SEOUL — The dramatic defeat of the long-ruling Grand National Party in legislative elections last week should not mean major changes in South Korea’s troop deployment in Iraq or its support for the U.S. approach to North Korea, analysts say.
The liberal Uri party, which backs President Roh Moo-hyun, more than tripled its representation to capture 152 seats in the 299-seat National Assembly, while the conservative Grand National Party (GNP) — the majority party for four decades — was reduced to 121 seats.
But on many fundamental issues, the two parties are drawing closer to one another, said Yonsei University political-science professor Lee Jung-Hoon.
“What we have seen is the right moving slightly left and the left moving slightly right,” he said.
Uri leaders repeatedly have said the nation must keep its promises to the international community regarding its dispatch of troops to Iraq — although it insists that South Korean troops must be engaged in reconstruction, not combat.
As South Korea’s de facto ruling party, Uri also backed the U.S. position at the six-party nuclear talks in Beijing in February, calling for the complete, irreversible and verifiable dismantling of the North’s nuclear weapons.
GNP leader Park Geun-hye, meanwhile, has called for a more flexible approach toward the North, suggesting a softening of the party’s previously hawkish stance, and has said she is willing to compromise with Uri in the assembly — a major break from the fierce partisan struggles of the recent past.
Although a relocation of some of the 37,000 U.S. troops on the peninsula is planned, there are no calls for them to quit the scene completely from within either the ruling camp or the main opposition.
The Uri party’s electoral success is being attributed mainly to a voter backlash against the recent impeachment of Mr.
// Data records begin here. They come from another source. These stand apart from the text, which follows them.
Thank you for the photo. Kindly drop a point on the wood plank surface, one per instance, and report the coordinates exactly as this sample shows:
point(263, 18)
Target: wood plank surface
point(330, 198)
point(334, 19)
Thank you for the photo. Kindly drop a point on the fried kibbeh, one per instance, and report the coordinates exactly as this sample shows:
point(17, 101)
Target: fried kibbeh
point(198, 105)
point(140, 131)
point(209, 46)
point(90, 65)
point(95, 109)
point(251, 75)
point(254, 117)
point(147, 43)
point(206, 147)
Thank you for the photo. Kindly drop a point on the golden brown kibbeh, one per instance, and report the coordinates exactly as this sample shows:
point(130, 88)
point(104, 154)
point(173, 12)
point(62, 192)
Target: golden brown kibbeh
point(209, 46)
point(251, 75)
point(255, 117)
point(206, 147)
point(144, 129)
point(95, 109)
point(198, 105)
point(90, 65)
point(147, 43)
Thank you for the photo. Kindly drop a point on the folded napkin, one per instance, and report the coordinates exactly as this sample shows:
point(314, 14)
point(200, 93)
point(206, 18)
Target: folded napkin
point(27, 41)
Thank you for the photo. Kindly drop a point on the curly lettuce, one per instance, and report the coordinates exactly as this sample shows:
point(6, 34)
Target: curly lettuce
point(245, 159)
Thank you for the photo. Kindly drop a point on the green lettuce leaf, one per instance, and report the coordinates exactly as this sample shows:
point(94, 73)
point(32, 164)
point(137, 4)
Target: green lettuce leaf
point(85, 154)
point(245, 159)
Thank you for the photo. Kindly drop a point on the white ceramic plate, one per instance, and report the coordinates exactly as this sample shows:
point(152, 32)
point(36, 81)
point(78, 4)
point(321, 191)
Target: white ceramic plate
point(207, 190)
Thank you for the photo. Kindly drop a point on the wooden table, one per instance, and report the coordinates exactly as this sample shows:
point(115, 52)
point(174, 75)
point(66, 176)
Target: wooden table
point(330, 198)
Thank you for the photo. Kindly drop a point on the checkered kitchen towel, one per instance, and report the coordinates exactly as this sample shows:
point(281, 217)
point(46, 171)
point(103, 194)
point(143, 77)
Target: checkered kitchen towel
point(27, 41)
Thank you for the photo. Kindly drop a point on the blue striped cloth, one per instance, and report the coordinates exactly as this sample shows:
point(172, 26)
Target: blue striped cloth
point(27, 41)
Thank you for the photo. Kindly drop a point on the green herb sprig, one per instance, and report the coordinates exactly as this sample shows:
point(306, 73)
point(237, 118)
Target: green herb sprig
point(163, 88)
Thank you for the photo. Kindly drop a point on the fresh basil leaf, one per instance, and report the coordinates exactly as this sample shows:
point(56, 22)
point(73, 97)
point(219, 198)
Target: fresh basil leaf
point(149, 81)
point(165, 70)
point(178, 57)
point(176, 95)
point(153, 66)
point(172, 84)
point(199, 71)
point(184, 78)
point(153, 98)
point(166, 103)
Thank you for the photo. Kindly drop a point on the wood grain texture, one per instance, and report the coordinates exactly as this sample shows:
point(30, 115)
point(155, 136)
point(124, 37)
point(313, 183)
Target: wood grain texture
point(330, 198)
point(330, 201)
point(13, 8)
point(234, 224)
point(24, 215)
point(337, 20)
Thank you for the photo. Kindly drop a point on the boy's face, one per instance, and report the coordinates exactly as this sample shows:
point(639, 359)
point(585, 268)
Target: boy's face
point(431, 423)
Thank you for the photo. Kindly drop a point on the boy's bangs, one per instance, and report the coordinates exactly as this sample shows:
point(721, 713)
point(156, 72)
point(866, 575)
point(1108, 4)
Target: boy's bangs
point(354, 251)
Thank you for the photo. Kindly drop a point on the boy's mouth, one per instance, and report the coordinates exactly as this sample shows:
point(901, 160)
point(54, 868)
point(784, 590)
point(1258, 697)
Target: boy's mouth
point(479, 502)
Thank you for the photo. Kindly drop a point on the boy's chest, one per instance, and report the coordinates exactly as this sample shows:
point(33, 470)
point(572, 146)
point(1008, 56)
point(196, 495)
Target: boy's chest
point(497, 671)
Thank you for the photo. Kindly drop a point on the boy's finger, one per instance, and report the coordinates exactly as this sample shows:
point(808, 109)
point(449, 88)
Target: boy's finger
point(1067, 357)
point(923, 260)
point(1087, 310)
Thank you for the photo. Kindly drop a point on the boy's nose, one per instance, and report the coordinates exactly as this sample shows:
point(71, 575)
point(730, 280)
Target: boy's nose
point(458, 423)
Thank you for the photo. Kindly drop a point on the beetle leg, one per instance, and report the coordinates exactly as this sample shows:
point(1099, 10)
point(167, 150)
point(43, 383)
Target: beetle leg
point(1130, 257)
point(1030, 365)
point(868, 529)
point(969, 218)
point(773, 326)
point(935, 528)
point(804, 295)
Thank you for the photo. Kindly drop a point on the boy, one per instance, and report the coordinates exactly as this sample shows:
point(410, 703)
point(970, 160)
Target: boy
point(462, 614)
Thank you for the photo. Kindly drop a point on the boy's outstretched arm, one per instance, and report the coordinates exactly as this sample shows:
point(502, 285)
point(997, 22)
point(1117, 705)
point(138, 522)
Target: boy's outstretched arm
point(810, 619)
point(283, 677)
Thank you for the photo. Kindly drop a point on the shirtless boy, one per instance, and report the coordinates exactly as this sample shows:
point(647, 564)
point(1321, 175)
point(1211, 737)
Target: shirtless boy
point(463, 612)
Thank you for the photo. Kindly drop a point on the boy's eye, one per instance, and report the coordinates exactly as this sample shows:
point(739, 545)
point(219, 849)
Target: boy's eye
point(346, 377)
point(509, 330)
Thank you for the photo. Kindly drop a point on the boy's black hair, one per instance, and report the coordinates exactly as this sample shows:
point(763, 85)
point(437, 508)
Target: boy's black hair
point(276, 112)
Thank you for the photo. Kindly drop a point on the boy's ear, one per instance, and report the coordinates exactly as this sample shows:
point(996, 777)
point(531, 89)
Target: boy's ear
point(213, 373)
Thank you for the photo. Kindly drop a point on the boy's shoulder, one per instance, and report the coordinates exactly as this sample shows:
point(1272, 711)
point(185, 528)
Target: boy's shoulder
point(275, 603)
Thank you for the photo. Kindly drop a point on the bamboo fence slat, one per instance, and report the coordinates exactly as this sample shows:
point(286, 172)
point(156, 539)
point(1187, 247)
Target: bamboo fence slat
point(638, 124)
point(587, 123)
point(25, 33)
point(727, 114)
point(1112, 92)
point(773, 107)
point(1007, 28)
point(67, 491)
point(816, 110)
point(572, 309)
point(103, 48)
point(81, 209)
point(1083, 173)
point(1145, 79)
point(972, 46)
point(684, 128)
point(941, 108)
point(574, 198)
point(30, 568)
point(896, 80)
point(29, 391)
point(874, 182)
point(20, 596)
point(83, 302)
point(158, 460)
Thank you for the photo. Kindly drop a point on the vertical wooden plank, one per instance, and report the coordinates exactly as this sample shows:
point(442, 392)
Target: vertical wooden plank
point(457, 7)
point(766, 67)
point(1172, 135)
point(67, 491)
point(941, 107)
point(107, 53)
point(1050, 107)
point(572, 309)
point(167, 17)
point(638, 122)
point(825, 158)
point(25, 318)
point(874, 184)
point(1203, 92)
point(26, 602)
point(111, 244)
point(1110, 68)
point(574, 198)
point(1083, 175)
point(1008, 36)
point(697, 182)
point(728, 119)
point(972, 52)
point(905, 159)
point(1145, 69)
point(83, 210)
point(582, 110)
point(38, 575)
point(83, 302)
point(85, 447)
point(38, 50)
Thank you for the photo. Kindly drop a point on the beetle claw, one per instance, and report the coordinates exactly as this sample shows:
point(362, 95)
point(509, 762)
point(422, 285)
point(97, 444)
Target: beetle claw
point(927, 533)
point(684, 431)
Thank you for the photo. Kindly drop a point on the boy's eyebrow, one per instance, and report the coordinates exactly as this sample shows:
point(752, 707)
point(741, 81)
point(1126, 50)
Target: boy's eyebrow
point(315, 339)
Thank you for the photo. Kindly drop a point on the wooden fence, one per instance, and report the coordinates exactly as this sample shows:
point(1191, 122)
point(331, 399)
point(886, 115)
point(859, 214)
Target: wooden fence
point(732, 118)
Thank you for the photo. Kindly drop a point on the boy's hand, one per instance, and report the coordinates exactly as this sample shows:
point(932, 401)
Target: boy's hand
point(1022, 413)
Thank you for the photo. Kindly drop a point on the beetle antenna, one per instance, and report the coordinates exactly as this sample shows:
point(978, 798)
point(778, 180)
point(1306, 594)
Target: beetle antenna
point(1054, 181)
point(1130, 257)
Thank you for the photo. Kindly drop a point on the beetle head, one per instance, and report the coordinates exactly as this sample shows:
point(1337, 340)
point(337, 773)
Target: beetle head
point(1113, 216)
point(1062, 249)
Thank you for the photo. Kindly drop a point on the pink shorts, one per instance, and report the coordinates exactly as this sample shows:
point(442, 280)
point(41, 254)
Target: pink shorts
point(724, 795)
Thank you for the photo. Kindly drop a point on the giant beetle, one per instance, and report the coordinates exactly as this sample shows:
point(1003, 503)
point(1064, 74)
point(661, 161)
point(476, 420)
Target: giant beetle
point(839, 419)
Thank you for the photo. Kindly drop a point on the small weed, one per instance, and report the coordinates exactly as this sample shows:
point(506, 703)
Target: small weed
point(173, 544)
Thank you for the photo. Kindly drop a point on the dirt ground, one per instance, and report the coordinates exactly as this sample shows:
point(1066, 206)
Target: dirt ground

Roh, which passed with strong support from the GNP. The main sponsor of the impeachment, the Millennium Democratic Party, almost was annihilated at the polls, dropping from 62 seats to nine.
Uri Party leader Chung Dong-young called Friday for a lifting of the impeachment process, which could drag on for another five months. But Mrs. Park of the GNP refused to countenance an overturning of the bill, and it is uncertain whether there are constitutional grounds to do so.
Uri’s request implies that it fears that Mr. Roh still could be unseated by the Constitutional Court, which must issue a ruling on the case. Such an outcome would mean a new presidential election.
As it stands, South Korea’s executive and legislative branches are now in accord, which analysts call a plus for political stability. Bills that had been held up by assembly squabbling should be passed.